This post was going to be something else entirely and then my brain went off on a tangent, as it tends to do. During the Bible study meeting on Wednesday, one of the women said she doesn’t drink here in the states, but when she traveled to Germany recently, she had a beer. She said she imbibed because it was part of the culture. I didn’t really think much about this statement until today when I had a conversation with my mother.
My mom told me that her parent’s religious beliefs informed her that it wasn’t okay to dance, drink or wear makeup. My mom is guilty of all three and is one of the nicest ladies you’ll ever meet, but that’s beside the point. I asked when she made that change in her belief system. “When I left home.”
So without the accountability to her parents and their church, my mom put on some lipstick, went to a USO dance with a friend, probably had a Vodka Tonic or two and ended up meeting my dad in 1950.
Hold on a second. This will possibly make sense in a minute.
Then at that same Bible study I asked if God was wrathful (as he has been portrayed in earlier times) or was he a kind loving God that you could ask, “Hey God, I’m really thinking I should dye my hair red, what do you think?”
One woman said he was like a parent who wants the best for us, but knows we’re going to mess up.
My dad once told my mom, “If they kids don’t turn out okay, it’s your fault because you’re always with them.” And she was. My dad wasn’t around much. So, in a sense, my dad was kind of like God in that we knew he was somewhere and that he probably loved us (at least we hoped so), but we were held accountable for our actions by our mom who was just a person.
Up next at the Bible study, I asked if technology (being able to watch a sermon from their church on their home computer) was making a physical church obsolete. Were people important? They all agreed that the fellowship at the church was very important to their spiritual journey.
So, if we think we’re cool with God, why do we place so much importance on what other people think about us and our actions? Do we act differently with different groups of people? Are you truly your self in front of the member of your church? How about your best friend? Your spouse? Your kids?
My head hurts.
Do we fear God’s judgment as we take our last breath or is it really the judgment of people we surround ourselves with on a daily basis? And if it’s the latter, maybe people attend church to be held accountable to their peers who supposedly play by the same rules that they do.
But aren’t we all guilty of something? How do we behave when we think no one is looking?
We could drink too much or cheat on our spouses or cheat on our taxes or gossip like Perez Hilton or covet our neighbors new Lexus or swear like a sailor or whatever. If we think that everyone else is living to a higher standard because that’s what they present to us, we end up feeling like a failure. So, do we stay in the gutter wallowing in all of our faults and shortcomings or do we say, this is who I am warts and all and I still want to have a relationship with God?
I tried to make sense of these thoughts by explaining them to a friend today. She recalled a story of one of her friends who happened to be very religious. This woman was having a party and she told my friend, “You may want to tone it down, my church friends are going to be here.” In other words, I like you, but you can’t be yourself in front of my other group of friends.

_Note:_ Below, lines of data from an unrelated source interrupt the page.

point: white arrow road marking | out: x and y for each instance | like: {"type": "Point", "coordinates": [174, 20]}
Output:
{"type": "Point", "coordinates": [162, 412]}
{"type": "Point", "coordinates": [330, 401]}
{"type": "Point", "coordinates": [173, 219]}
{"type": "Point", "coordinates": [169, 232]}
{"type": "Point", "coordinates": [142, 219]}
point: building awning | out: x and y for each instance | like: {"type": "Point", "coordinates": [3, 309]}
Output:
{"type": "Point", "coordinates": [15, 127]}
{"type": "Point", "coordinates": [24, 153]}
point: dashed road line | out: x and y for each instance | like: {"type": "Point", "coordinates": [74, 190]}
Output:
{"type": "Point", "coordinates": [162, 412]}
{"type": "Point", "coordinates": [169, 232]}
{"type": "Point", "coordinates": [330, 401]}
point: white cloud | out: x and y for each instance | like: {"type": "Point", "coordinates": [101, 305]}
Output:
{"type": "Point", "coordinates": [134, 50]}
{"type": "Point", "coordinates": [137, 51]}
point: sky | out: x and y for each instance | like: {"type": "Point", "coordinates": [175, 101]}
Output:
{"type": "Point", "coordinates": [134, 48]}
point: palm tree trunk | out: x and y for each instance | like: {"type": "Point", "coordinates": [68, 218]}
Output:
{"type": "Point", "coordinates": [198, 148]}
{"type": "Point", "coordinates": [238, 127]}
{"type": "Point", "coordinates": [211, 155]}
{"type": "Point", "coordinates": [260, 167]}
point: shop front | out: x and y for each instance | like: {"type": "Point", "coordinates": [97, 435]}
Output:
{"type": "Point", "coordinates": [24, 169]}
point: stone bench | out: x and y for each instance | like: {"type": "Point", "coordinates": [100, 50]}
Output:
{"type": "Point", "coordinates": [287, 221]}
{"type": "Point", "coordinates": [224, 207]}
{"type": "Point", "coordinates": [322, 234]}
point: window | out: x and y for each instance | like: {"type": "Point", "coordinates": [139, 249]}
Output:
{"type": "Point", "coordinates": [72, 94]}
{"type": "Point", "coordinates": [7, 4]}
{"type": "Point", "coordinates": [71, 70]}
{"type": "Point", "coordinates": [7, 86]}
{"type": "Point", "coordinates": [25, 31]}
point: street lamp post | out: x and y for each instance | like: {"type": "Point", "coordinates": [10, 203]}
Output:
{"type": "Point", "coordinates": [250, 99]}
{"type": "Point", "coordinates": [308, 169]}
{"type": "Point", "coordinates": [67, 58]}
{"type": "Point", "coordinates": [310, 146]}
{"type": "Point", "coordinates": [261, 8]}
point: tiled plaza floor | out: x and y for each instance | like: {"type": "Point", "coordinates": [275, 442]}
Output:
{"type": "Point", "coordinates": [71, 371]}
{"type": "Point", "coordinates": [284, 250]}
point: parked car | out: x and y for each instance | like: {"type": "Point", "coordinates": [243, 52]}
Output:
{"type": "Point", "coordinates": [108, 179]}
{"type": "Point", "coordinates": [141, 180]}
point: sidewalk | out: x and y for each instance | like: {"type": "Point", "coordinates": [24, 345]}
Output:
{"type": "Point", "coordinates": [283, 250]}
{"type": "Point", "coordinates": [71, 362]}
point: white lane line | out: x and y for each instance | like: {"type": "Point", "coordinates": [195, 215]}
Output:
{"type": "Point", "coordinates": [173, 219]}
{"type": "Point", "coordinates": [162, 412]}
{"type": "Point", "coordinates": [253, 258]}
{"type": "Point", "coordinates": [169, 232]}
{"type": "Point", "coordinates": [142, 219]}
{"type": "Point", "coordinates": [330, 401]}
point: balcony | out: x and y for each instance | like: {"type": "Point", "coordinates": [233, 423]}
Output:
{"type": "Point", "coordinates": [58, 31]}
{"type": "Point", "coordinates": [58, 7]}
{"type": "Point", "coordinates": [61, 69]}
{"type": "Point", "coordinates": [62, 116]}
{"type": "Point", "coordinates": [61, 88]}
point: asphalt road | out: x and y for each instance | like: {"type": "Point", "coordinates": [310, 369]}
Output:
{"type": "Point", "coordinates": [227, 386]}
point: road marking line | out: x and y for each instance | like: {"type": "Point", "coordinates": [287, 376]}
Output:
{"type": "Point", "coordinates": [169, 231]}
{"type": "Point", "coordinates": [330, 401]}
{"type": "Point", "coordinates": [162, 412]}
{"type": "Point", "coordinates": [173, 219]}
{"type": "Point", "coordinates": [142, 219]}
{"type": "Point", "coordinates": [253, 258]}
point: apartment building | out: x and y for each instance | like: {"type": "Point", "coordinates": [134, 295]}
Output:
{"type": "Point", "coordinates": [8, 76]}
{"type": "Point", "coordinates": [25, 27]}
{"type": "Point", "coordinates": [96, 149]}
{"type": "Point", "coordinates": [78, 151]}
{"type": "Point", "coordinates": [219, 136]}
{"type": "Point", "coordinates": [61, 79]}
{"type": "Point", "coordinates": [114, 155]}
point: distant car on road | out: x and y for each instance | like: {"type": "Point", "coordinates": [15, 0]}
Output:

And with that, I want to thank you for reading my totally rambling post that doesn’t make much sense to me at the moment.
But before I go, I’d like to leave you with a little exercise to think about. I want you to think of your worst day, a day when you did something that you’re not particularly proud of. Okay, now here’s the kicker. It’s been videotaped and will be televised. If you believe in God, then he/she has already seen it. God was there when you were doing it, remember? But your friends have not seen it. This is how you will be remembered.